Gerade in der Daseinsvorsorge sind die Kommunen schon lange an Grenzen ihrer Leistungs- und Finanzierungsfähigkeit gestoßen. Wettbewerbsdruck, kommunale Haushaltsprobleme und allgemeine strategische Überlegungen haben namentlich ab Mitte der 90er Jahre zu einer Welle von Auslagerungen und Kooperationen mit privaten Anbietern geführt. Alfred Katz stellt diesen Wandel unter das Schlagwort: Von Omnipotenz zu Subsidiarität und Dezentralisation. 17 Die kommunale Daseinsvorsorge - traditioneller Kernbestand des kommunalen Leistungsprofils - ist von dieser Entwicklung besonders betroffen. In Bereichen der kommunalen Ordnungsverwaltung - z.B. der Bauleitplanung - spielen insbesondere Kooperationen mit privaten Anbietern eine steigende Rolle. So wird nicht zu Unrecht vor einem schleichenden Ausverkauf oder doch einem bedenklichen Verlust an Steuerungs- und Kontrollmöglichkeiten urkommunaler Agenden gewarnt. 18

Besondere Brisanz hat das Thema Organisations-Privatisierung gewonnen, seit Kommunen die Privatisierung oder richtiger gesagt: die Tätigkeit am Markt - zur Konsolidierung ihrer Haushalte entdeckt und in Annexbereiche kommunaler Aufgaben und darüber hinaus auch in nicht unmittelbar dem Bürgerwohl dienende Bereiche ausgeweitet haben: Einsatz ihres Fahrzeugparks jenseits der Grenzen, der Reparaturbetriebe für Privatunternehmen, der Gartenbetriebe für nichtkommunale Anlagen etc. etc. 19

Blenden wir privatisierungsfeste Kern-Bereiche 20 kommunaler Ordnungsverwaltung aus wie die Sicherheitsverwaltung, das Ausweis- und Meldewesen und der Gleichen, und vernachlässigen wir voll privatisierbare Aufgaben - Gebäudereinigung, Reparatur von Fahrzeugen, gärtnerische Gestaltung, also technische Hilfsaufgaben und Nebenleistungen - so suchen und finden die Kommunen Partner aus der freien Wirtschaft oder verschieben Leistungsaufgaben aus dem eigenen Wahrnehmungsbereich und Kommunalhaushalt in die "kommunale Schattenwirtschaft" oder positiv ausgedrückt: in den Bereich der mittelbaren Kommunalverwaltung.

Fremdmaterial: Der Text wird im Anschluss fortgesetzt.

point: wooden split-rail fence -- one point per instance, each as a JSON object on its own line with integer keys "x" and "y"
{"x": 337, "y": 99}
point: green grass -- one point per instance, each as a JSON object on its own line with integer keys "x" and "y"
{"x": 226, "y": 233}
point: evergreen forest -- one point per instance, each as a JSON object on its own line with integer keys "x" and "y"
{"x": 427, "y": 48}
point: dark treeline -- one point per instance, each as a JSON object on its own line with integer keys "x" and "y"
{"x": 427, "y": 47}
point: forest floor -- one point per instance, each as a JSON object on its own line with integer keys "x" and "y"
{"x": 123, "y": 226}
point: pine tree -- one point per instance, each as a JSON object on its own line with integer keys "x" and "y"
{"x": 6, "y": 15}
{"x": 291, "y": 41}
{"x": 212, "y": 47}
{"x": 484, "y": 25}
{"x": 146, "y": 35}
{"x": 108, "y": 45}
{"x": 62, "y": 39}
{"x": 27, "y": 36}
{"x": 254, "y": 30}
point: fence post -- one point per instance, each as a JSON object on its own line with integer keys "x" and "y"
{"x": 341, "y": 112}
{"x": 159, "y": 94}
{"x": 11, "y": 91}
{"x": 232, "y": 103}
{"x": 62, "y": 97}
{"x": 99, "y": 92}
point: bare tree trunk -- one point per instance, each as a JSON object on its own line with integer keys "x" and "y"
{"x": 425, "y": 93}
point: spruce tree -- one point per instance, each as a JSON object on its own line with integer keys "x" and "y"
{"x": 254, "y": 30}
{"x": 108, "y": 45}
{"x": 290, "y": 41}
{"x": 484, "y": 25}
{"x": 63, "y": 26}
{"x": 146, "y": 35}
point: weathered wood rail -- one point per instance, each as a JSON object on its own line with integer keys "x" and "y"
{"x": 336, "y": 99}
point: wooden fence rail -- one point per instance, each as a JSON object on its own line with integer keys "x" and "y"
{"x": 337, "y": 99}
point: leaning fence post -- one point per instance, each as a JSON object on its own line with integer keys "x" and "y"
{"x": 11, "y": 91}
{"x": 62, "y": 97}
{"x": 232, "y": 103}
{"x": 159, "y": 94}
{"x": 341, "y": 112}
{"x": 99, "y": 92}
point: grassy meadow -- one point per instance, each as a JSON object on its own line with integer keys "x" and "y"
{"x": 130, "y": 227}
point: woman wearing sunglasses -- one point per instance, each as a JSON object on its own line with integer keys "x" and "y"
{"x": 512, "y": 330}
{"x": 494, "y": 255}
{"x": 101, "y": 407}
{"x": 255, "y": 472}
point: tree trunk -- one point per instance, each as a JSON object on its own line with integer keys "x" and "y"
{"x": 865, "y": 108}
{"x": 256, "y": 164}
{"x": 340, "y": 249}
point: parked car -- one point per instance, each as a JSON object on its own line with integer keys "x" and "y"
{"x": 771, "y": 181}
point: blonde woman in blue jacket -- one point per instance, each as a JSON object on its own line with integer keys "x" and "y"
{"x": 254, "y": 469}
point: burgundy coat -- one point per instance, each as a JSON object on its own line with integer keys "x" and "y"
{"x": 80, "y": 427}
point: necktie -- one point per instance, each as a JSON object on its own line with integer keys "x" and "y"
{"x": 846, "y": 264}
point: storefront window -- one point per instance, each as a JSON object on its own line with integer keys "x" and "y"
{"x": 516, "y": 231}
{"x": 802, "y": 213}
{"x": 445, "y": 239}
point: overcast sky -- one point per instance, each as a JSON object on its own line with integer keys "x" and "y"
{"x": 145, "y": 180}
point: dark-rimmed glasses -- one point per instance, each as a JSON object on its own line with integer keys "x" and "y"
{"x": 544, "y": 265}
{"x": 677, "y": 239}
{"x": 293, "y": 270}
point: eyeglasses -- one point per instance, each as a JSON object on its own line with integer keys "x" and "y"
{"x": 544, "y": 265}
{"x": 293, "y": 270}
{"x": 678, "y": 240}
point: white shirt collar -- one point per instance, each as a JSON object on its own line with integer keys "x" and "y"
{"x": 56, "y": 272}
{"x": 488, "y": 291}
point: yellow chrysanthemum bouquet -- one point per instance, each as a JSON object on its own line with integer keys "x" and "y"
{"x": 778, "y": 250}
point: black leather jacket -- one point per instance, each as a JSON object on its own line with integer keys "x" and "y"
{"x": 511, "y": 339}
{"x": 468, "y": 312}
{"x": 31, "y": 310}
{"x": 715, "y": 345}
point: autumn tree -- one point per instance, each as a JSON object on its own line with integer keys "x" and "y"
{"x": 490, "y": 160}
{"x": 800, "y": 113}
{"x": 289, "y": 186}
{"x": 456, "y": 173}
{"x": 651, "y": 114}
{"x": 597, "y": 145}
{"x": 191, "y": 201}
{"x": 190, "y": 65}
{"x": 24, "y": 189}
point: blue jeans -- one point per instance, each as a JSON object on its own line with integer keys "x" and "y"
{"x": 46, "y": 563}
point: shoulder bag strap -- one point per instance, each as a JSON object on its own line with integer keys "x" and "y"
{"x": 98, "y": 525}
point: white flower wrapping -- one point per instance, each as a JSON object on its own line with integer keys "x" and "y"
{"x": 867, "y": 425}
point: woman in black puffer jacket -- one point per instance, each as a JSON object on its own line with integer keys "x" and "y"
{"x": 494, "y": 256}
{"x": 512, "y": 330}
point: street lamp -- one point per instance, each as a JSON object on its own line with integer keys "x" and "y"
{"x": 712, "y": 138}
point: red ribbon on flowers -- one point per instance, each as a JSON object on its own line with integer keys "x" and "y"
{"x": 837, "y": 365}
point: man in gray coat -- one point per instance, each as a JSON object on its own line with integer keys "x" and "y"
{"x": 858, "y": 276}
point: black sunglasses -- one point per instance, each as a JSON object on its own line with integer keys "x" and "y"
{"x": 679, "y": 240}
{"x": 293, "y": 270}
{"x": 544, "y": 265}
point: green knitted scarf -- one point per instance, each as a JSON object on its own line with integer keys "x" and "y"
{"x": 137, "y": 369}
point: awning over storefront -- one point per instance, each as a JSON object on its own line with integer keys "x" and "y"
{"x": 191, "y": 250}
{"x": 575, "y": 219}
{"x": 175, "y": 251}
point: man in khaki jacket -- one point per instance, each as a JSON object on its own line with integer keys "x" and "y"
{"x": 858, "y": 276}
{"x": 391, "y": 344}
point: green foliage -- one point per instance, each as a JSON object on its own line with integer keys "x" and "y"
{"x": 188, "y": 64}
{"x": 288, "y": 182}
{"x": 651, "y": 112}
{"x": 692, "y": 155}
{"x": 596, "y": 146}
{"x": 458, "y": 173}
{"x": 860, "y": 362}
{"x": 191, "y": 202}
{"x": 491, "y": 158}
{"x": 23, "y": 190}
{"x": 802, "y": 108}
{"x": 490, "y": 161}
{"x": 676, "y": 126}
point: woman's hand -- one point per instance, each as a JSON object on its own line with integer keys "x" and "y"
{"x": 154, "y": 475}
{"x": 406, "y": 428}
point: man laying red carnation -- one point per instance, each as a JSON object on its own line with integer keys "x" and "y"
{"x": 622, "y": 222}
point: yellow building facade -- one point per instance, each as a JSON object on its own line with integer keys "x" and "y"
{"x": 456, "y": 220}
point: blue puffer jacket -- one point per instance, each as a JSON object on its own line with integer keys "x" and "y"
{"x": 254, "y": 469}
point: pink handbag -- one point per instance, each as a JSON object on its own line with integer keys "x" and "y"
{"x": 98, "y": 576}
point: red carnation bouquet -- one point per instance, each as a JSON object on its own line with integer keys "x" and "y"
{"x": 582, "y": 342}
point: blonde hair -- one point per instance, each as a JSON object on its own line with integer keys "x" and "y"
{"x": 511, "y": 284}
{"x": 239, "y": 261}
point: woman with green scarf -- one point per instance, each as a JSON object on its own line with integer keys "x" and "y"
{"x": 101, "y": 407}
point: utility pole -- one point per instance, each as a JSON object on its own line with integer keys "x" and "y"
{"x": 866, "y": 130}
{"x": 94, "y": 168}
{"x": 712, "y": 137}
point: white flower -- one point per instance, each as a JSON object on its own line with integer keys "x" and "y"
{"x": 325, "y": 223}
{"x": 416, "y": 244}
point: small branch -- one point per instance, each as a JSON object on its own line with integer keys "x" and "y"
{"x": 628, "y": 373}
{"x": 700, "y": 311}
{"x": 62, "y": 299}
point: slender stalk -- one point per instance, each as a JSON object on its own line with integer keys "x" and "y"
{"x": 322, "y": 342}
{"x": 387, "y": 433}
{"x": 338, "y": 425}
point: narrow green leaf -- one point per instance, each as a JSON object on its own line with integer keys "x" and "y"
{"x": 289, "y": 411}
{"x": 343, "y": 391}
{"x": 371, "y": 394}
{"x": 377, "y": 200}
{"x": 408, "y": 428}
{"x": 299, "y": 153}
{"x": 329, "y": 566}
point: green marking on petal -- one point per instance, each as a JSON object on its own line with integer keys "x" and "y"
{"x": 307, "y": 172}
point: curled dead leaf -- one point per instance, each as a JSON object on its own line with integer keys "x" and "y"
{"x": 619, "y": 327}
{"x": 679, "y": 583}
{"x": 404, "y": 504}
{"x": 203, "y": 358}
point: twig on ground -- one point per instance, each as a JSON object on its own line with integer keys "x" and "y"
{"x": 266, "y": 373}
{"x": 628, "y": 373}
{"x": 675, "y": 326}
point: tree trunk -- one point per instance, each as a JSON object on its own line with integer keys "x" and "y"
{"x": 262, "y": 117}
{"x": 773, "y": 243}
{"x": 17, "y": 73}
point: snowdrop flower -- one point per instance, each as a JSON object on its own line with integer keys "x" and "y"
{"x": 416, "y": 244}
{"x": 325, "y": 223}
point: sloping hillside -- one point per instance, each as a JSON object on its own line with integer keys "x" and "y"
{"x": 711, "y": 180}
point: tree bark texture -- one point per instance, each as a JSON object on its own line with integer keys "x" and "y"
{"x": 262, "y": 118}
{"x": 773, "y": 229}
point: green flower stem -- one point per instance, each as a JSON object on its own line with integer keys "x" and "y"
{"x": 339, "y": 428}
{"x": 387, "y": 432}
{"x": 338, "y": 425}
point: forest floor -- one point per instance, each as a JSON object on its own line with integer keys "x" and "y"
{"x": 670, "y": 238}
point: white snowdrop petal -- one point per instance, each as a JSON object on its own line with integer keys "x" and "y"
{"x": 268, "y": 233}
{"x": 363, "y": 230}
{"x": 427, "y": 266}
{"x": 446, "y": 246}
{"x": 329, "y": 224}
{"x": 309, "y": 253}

Ist der Wandlungsprozess in der öffentlichen Aufgabenerfüllung namentlich im Bereich des Public-Private-Partnership 21 noch in vollem Gange, so befinden wir uns auf dem Felde des Outsorcing wirtschaftlicher Agenden in kommunale Eigengesellschaften auf gesetzlich weitgehend gesichertem Terrain. Der Wandel vom Leistungs- zum Gewährleistungsstaat ist gekennzeichnet allein durch eine Verschiebung der Wahrnehmungskompetenzen 22 auf eigenständige aber von den Kommunen getragene juristische Personen. Steuerung und Kontrolle bleiben - jedenfalls rechtlich - in der Hand der unmittelbaren Kommunalverwaltung mit ihren demokratisch legitimierten Gremien. Der Gewährleistungsverantwortung ist auf diese Weise noch am ehesten nachzukommen. - Kommunale Steuerung und unternehmerische Freiheit bedeuten keinen unlösbaren Spagat! 23

Dies gilt gleichermaßen für eine Verselbständigung der Aufgabenwahrnehmung in der Form der öffentlichrechtlichen Anstalt wie für ein Outsorcing in eine Eigengesellschaft privaten Rechts.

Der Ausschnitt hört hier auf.